Prolonged and uncompensated (managed) stress will lead to the development of organic symptoms and diseases related to an abnormal and prolonged hyperactivity of the involuntary nervous system, subjected to constant stress, historically defined as psycho-physiological, psycho-somatic or psychogenic disorders.

Those indicated here are from the literature, some of the disorders that chronic emotional stress can cause in the various systems of the body:

  • Muscle - skeletal: arthritis, myotensive headache, back pain, muscle cramps, psychogenic rheumatism.

  • Respiratory: asthma, colds, allergic rhinitis, sinusitis, chronic bronchitis.

  • Cardiovascular: hypertension, migraine, tachycardia, vascular spasms, anginal syndrome.

  • Glandular: hyperthyroidism, diabetes, obesity.

  • Cutaneous: urticaria, allergic eczema.

  • Gastro-enteric: colitis, peptic ulcer, constipation, gastritis, hyperacidity, reflux, diarrhea.

  • Genitourinary: impotence, frigidity, menstrual disorders, false pregnancies (hysterical), sterility, painful urination, enuresis.

  • Nervous system: neurasthenia, reactive anxiety, body image disturbances.

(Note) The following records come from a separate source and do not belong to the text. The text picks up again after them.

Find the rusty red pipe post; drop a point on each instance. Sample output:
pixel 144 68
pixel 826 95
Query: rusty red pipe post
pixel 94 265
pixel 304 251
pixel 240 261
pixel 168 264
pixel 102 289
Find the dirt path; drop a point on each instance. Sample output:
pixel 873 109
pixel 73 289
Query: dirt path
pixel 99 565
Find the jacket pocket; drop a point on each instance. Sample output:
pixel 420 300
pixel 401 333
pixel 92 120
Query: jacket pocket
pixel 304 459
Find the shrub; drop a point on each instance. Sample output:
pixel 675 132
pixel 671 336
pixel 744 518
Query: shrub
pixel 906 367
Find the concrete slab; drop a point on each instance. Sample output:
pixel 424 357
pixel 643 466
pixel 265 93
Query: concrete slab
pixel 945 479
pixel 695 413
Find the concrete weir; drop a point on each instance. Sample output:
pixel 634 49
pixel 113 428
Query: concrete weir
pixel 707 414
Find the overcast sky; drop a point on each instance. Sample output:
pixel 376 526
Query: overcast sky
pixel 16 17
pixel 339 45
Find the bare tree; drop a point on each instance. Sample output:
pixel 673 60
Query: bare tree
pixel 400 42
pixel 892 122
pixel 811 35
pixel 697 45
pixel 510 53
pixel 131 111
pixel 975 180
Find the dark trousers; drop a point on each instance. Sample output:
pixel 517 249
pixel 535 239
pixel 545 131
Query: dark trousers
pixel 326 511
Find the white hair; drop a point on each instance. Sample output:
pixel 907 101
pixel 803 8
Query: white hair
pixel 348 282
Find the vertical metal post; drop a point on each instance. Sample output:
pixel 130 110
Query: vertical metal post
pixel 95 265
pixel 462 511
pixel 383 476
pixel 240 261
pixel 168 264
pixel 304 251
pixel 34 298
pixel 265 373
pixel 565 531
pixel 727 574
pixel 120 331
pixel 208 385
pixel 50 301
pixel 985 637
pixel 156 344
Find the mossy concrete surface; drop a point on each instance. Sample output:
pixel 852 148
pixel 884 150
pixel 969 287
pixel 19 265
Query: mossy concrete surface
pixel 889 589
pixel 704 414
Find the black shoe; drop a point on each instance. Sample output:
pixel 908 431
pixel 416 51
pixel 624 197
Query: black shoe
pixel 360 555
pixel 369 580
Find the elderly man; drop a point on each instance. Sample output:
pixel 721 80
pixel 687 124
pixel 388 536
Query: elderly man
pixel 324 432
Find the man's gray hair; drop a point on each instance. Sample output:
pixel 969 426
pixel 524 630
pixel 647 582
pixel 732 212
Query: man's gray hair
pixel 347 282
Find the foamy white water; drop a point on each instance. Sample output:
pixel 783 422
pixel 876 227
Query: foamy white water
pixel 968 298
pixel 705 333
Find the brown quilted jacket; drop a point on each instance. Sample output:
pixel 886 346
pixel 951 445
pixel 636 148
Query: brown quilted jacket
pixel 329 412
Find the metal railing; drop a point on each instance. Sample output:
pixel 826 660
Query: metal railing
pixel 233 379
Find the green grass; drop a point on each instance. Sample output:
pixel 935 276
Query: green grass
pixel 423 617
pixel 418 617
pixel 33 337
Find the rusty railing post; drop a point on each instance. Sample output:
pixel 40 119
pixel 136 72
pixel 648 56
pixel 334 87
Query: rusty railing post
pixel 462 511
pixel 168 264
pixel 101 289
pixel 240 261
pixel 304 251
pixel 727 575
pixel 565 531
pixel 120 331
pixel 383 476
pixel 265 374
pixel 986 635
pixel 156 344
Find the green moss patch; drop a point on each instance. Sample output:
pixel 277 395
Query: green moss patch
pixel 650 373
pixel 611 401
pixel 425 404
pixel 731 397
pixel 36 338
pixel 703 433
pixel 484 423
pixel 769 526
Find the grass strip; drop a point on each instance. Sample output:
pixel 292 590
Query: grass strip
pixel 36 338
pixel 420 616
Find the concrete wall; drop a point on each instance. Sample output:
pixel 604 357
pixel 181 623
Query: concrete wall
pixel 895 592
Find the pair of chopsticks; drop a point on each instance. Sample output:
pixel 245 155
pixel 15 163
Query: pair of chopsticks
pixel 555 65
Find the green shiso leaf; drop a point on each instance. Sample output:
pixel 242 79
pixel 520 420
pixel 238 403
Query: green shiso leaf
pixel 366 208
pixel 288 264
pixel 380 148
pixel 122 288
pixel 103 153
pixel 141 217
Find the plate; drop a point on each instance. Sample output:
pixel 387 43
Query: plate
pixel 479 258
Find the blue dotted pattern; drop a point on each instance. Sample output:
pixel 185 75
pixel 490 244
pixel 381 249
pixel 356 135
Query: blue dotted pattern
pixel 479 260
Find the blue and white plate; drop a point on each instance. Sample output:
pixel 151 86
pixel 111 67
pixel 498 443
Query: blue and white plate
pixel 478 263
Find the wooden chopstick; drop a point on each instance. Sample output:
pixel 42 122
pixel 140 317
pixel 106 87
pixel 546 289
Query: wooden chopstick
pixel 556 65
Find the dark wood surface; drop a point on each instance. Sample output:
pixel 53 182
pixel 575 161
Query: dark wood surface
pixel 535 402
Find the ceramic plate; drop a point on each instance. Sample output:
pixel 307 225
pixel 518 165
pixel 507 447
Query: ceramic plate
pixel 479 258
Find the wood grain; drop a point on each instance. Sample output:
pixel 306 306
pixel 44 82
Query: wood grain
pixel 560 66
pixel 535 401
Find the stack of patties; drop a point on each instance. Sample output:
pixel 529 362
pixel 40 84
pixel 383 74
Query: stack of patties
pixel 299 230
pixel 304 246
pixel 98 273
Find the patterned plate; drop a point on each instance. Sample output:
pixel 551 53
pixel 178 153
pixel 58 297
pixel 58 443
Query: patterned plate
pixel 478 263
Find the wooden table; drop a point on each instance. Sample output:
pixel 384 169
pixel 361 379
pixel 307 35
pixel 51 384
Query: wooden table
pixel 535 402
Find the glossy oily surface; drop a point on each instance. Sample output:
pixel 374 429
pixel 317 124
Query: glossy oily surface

  • ENT: disturbances in smell, hearing, taste

All these systems have an impact on vocal production in terms of organ stability and mobility, breath production and management, hydration, muscle reactivity, hormonal impact

How can an Osteopath help you?

All the disorders indicated create, if not compensated for, "management" difficulties which have repercussions on the somatic system (body) through stiffness, imbalance, pain, fatigue. The Osteopath, after having carried out a careful anamnesis, will initially investigate with palpatory analysis and specific tests the general and specific state and conditions of the patient's musculoskeletal and fascial system, looking for somatic dysfunctions, often primary or related secondarily, to the reported functional vocal disorder. Subsequently you will perform a specific evaluation of the biomechanical functionality of the larynx, the treatment of which will then be integrated with the work previously done at a global level.